Federal figures on transfers

The finance ministry also released figures for transfers to KP under the 7th NFC Award since its inception. It said that between July 2010 and Nov­ember 2025, KP received Rs5.867tr as its share from the divisible pool. It added that Rs705bn was allocated to KP during the same period under the head of war on terrorism.

The ministry also said straight transfers to KP had continued without interruption. Between July 2010 and November 2025, it said, Rs482.78bn was disbursed under various heads, including royalties on oil and natural gas, the gas development surcharge, excise duty on natural gas and other related payments.

In addition, it said the federal government had provided support beyond the NFC framework due to KP’s unique fiscal and administrative challenges. Following the merger of the former Fata into KP, and in the absence of a revised NFC formula, it said the federal government had continued to fund expenditures in the newly merged districts from its own NFC share.

The ministry said that since 2019, Rs704bn had been transferred to KP for the newly merged districts. It added that Rs117.166bn had been allocated over the years for internally displaced persons (IDPs) in the province.

It also said Rs115bn had been allocated to KP over the past 15 years under the federal Public Sector Development Programme (PSDP) for projects of a provincial nature.

Separately, the ministry said that under the Benazir Income Support Programme (BISP), Rs481.433bn was disbursed in KP from FY16 to FY25 under unconditional and conditional cash transfers.

KP disputes ‘rightful share’

Mr Aslam said the figures shared by the finance ministry were not in dispute but argued that KP’s entitlements had not been fully met.

He cited overdue payments under NHP and said KP’s share was not fully reflected in certain straight transfers, including the windfall levy, the federal excise on petroleum and the long-pending revision of excise duty on gas.

He also said the federal government continued to collect excise duty on tobacco despite agriculture being a devolved subject under the Constitution. He claimed special grants for the merged districts were comparatively lower than those provided to other special regions such as Gilgit-Baltistan and Azad Jammu and Kashmir.

Mr Aslam said budgeted allocations for the merged districts were not fully disbursed, except in FY2024-25. He added that under a 2018 commitment of an additional three per cent share, or Rs100bn annually, under the Accelerated Implementation Programme (AIP), KP had received Rs168bn out of the pledged Rs700bn.

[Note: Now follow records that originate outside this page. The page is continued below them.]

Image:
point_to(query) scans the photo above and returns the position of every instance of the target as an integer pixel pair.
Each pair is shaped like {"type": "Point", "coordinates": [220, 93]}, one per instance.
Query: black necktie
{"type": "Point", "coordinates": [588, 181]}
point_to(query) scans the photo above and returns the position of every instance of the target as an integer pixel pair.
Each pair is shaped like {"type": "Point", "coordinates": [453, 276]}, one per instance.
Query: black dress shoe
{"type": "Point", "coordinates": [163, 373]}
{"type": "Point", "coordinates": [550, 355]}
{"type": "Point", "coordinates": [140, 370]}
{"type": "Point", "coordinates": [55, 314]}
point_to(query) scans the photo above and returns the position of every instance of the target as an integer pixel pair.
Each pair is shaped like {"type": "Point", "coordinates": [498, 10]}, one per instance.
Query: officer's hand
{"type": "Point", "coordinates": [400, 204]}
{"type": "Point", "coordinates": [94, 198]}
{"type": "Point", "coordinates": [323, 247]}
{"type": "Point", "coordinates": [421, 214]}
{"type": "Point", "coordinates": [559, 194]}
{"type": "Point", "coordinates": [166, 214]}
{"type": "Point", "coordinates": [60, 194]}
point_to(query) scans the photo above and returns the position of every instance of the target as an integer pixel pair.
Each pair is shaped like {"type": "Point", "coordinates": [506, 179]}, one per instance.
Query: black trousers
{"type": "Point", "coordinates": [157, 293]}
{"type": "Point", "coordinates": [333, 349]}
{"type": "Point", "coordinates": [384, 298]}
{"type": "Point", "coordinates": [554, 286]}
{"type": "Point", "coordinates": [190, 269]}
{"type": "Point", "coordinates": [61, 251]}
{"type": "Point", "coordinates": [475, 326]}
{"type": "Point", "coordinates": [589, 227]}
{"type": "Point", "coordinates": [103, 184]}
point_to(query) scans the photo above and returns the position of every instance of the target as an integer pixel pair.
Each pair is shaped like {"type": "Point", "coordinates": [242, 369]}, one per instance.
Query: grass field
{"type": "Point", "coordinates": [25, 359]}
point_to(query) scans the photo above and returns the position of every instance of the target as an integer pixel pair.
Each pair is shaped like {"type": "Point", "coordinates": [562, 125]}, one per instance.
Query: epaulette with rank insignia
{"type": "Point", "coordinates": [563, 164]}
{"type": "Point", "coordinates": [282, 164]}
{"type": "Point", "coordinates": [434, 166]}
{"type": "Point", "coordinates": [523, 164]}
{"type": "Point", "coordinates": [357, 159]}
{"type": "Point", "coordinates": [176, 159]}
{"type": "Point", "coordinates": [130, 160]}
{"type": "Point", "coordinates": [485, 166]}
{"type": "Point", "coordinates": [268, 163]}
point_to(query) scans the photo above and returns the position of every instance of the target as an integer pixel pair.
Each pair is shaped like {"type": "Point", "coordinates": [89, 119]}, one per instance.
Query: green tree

He said that in the current year, over Rs50bn less had been allocated for current and development spending in the merged areas. He also claimed that due to the non-graduation of the 7th NFC Award, KP had received an estimated Rs1.375tr less than its due share since 2018-19.

On IDPs, he said the federal government had committed an estimated Rs17bn over the past three years but “not a single rupee” had been released, adding that KP had spent more than Rs11bn from its own budget.

11th NFC talks

A key decision of the first meeting on the 11th NFC Award was the formation of a sub-group to recommend how the newly merged districts should be integrated and assigned a share in the divisible pool. The first meeting of the sub-group is scheduled for Dec 23, with the KP finance minister serving as convener.

Under the 7th NFC Award, KP’s share was fixed at 14.62pc of the provincial share in the divisible pool. In recognition of the burden borne by KP during the war on terrorism, an additional 1pc of the undivided divisible pool was allocated exclusively to the province.